Enhancing Data Quality in Health Research: Performance Insights of a Clinical NLP Algorithm for Diverse Medical Domains
Author(s)
Oeste C, Van Canneyt J, Kramchaninova A, Sterckx L, Farokhshad N, Bassez I, Pervaiz S, Van Gorp G, Hens D
LynxCare, Leuven, Flemish Brabant, Belgium
Presentation Documents
OBJECTIVES: This study presents performance insights into our clinical Natural Language Processing (NLP) algorithm, comparing out-of-the-box (OOTB) precision and recall to post-validation metrics. We aim to highlight the initial effectiveness of OOTB metrics and demonstrate the crucial role of validation by annotators and physicians in boosting performance across diverse medical domains.
METHODS: The NLP algorithm processes unstructured data from electronic health records (EHRs) of hospitals within our network, focusing on broad-scope data points and specific therapeutic areas (TAs) to generate OMOP-CDM databases that also include structured data sources.
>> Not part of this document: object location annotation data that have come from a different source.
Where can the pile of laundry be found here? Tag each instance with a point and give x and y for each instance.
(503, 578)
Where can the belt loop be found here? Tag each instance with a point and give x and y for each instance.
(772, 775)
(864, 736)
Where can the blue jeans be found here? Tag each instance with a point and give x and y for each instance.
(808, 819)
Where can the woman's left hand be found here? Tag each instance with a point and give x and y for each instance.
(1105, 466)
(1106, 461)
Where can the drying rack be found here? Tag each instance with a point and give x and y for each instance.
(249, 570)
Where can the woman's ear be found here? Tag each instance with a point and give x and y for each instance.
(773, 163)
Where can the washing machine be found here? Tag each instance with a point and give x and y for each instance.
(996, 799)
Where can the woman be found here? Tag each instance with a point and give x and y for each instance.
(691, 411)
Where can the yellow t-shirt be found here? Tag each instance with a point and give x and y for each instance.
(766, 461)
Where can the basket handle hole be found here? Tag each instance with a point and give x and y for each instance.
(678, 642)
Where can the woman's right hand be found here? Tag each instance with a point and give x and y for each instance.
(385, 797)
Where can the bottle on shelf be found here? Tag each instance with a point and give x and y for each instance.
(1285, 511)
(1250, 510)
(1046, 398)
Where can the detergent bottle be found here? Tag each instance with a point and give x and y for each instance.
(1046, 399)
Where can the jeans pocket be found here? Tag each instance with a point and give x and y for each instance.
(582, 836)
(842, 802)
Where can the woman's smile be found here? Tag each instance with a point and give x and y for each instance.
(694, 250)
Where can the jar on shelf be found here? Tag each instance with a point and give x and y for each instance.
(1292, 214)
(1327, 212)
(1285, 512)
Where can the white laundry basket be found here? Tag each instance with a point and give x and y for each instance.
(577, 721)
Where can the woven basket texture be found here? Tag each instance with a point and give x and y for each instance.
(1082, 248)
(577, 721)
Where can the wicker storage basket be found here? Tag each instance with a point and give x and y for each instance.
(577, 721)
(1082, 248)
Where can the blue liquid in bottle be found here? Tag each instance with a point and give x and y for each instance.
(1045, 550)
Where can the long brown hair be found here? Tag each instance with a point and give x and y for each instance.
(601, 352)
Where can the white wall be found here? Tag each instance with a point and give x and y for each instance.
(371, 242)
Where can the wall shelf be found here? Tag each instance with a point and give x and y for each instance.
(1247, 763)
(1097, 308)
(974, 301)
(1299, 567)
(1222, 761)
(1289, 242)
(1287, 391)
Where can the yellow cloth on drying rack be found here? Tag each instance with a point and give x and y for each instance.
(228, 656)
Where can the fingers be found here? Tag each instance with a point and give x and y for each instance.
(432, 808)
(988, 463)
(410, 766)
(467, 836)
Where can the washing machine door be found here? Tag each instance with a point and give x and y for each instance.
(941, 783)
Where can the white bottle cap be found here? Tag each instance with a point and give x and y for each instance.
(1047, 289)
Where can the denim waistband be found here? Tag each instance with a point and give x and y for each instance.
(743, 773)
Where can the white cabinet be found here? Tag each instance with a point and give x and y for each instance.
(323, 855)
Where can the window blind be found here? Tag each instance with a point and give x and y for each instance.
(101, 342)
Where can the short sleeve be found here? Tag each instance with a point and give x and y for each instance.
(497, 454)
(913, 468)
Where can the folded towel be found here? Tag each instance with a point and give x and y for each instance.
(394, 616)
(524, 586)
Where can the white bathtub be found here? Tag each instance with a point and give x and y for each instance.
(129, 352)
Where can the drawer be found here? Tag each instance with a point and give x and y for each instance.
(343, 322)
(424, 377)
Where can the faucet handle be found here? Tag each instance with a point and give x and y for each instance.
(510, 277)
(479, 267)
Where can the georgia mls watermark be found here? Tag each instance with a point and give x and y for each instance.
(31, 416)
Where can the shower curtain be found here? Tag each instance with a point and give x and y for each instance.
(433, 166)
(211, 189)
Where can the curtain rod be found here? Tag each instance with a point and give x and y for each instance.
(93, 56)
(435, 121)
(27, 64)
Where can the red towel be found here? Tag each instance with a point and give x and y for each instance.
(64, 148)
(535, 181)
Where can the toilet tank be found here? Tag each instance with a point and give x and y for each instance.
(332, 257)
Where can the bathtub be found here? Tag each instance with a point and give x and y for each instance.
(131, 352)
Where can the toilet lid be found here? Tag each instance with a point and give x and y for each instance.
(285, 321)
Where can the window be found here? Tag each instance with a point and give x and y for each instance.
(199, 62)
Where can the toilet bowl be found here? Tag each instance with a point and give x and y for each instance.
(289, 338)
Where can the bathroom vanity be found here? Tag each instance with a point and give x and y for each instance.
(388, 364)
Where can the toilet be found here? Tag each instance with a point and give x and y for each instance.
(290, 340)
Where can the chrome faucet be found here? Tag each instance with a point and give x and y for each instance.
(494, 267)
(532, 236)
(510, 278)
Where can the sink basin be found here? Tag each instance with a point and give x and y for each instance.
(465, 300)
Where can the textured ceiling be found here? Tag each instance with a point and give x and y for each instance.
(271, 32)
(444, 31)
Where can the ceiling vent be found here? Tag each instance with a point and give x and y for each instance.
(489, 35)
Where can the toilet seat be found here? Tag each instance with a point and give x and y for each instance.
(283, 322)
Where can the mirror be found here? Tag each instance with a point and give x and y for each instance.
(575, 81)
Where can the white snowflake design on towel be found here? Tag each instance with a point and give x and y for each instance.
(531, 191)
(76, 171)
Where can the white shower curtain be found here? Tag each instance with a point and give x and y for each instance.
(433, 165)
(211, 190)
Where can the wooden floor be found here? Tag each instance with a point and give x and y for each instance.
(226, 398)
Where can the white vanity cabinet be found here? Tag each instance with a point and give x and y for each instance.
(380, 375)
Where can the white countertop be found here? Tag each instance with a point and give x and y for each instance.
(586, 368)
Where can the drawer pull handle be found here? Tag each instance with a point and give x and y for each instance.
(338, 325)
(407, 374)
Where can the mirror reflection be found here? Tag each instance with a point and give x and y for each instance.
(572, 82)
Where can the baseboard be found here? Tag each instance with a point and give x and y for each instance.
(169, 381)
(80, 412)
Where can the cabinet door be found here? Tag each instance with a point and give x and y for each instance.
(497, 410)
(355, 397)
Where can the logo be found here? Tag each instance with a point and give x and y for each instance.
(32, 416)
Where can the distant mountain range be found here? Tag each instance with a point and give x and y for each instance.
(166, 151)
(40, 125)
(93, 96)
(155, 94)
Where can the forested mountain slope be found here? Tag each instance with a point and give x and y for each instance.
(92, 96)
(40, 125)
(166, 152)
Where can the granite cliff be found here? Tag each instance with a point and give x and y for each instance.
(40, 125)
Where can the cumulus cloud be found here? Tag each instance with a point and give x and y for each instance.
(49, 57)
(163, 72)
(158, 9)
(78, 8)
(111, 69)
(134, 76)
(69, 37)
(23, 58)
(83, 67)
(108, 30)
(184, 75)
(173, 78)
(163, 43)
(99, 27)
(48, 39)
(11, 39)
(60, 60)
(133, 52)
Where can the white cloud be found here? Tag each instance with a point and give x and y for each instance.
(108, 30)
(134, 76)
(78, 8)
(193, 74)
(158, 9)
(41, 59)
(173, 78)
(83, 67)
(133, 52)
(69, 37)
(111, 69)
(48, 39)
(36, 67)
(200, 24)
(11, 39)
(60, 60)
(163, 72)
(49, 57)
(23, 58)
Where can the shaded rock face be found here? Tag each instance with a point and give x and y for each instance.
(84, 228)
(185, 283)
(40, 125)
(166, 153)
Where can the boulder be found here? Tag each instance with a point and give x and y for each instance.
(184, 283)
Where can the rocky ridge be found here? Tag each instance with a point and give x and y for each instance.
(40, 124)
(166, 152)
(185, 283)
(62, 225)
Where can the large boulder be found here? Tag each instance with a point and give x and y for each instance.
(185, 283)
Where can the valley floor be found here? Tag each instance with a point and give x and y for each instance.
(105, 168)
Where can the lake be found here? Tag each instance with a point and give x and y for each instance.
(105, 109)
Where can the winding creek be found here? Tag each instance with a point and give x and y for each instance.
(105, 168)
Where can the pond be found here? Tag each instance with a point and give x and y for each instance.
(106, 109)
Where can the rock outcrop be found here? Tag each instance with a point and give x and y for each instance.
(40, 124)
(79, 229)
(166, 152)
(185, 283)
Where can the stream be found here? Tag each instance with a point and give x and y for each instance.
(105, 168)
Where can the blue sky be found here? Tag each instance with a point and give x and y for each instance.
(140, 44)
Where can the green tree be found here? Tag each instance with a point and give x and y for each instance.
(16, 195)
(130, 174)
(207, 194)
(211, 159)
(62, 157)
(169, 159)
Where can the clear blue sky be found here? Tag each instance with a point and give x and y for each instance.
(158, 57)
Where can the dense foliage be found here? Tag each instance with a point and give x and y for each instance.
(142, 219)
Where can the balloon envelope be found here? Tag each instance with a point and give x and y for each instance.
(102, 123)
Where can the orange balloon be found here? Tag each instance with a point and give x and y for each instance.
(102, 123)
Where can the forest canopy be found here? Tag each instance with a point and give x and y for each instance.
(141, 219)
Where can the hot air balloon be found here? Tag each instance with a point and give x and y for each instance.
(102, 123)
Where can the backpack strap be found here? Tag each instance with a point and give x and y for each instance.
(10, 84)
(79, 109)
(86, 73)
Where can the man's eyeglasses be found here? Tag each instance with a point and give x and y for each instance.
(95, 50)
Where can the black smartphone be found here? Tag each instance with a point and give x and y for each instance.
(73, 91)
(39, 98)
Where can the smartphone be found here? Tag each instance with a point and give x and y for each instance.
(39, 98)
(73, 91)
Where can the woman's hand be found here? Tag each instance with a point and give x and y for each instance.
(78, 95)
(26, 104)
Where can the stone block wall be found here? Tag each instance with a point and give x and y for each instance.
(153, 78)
Initial OOTB precision and recall were calculated for 312 data points in over 23,000 records. Subsequently, physicians reviewed data point hierarchy and relevance, and validation against a human-generated gold standard was performed. Precision (true positives among all detected) and recall (true positives among all actual data points) are measured post-validation. Validation by annotators and physicians ensures comprehensive quality assurance and enhances algorithm performance.
RESULTS: Initial OOTB metrics show that for 58 data points and 7207 records, broad-scope terms achieve 86.3% precision and 82.1% recall. Post-validation, precision increases to 96.6% and recall to 96.3%. In oncology, for 193 data points and 13215 records, initial precision is 82.3% and recall 79.1%, improving to 96.8% precision and 94.3% recall post-validation. Cardiology shows initial 88.6% precision and 79.4% recall, improving to 96.6% precision and 95.6% recall post-validation in the 62 data points and 2686 records that were assessed.
CONCLUSIONS: Our clinical NLP algorithm significantly enhances real-world data (RWD) quality and integrity by enriching OMOP-CDM datasets with unstructured data. Initial out-of-the-box (OOTB) metrics demonstrate promising results, with subsequent validation across diverse medical domains validating its effectiveness for continuous data enrichment. Its successful implementation in studies leading to peer-reviewed scientific manuscripts underscores its role in supporting large-scale, cross-institutional research initiatives, contributing to evidence-based medical insights.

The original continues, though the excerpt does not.